In most cases, a hoarder saves things that they feel:
- they may need in the future
- are/will be valuable
- have sentimental value
- make them feel safer when they are surrounded by the things they save
The APA says those with the condition – and their families – suffer negative social, emotional and physical effects to the point where there is a disruption of normal life. People who hoard, however, often don’t see the problem: many will live in unsafe and unsanitary conditions in order to maintain and add to their collection of items.
Hoarding symptoms may include some or all of the following:
- A persistent inability to part with any possession, regardless of its value or ability to be used
- Feeling excessive discomfort if others touch or borrow items or distress at the idea of losing an item or getting rid of it
- Inability to use an area of the home for its intended purpose (for example, being unable to cook in the kitchen or use the bathroom to bathe)
- Keeping stacks of newspapers, magazines or junk mail
- Allowing trash or food to build up to unusually excessive, unsanitary levels
- Limited or no social interaction
- Difficulty organizing items, sometimes losing important items in the clutter
- Difficulty managing daily activities because of procrastination and trouble making decisions
- Moving items from one pile to another, without discarding anything
- Shame or embarrassment
Are Hoarding and OCD Related?
Hoarding has long been thought to be a form of OCD or Obsessive Compulsive Disorder because of the victim’s fixation on their items. Often, it can be traumatic for them to discard even one or two items because of their strong need to save things.
Recently, however, some researchers have come to believe that hoarding disorder isn’t the same for all people: they think hoarding may be related to ADHD and/or dementia in certain people.
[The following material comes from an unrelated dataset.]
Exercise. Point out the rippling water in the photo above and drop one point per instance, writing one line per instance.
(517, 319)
Treatment of hoarding disorder can be challenging because many people either don’t recognize the negative impact that hoarding has on their lives or they don’t believe they need treatment. When they do seek out a therapist, hoarding therapy generally follows a similar path as treatment for OCD. Often, the most effective means is a combination of medication and therapy.
Cognitive Behavior Therapy is used to help the person become aware of their thoughts, emotions, and beliefs about their hoarding and help them identify and challenge inaccurate thinking. Certain anti-depressants have been found to be effective in treating the disorder. Frequently, family or group therapy is encouraged. Over time, the need to hoard can be overcome and learning to take small steps can lead to big changes.
We Can Help!
If you or a loved one has symptoms of hoarding disorder, talk with a doctor or mental health provider as soon as possible. Additionally, some communities have agencies that help with hoarding problems. Check with your local or county government for resources in your area.
For more information or to talk to a mental health professional about hoarding, contact Dr. Rosen or call The Center for Treatment of Anxiety and Mood Disorders in Delray Beach, Florida at 561-496-1094.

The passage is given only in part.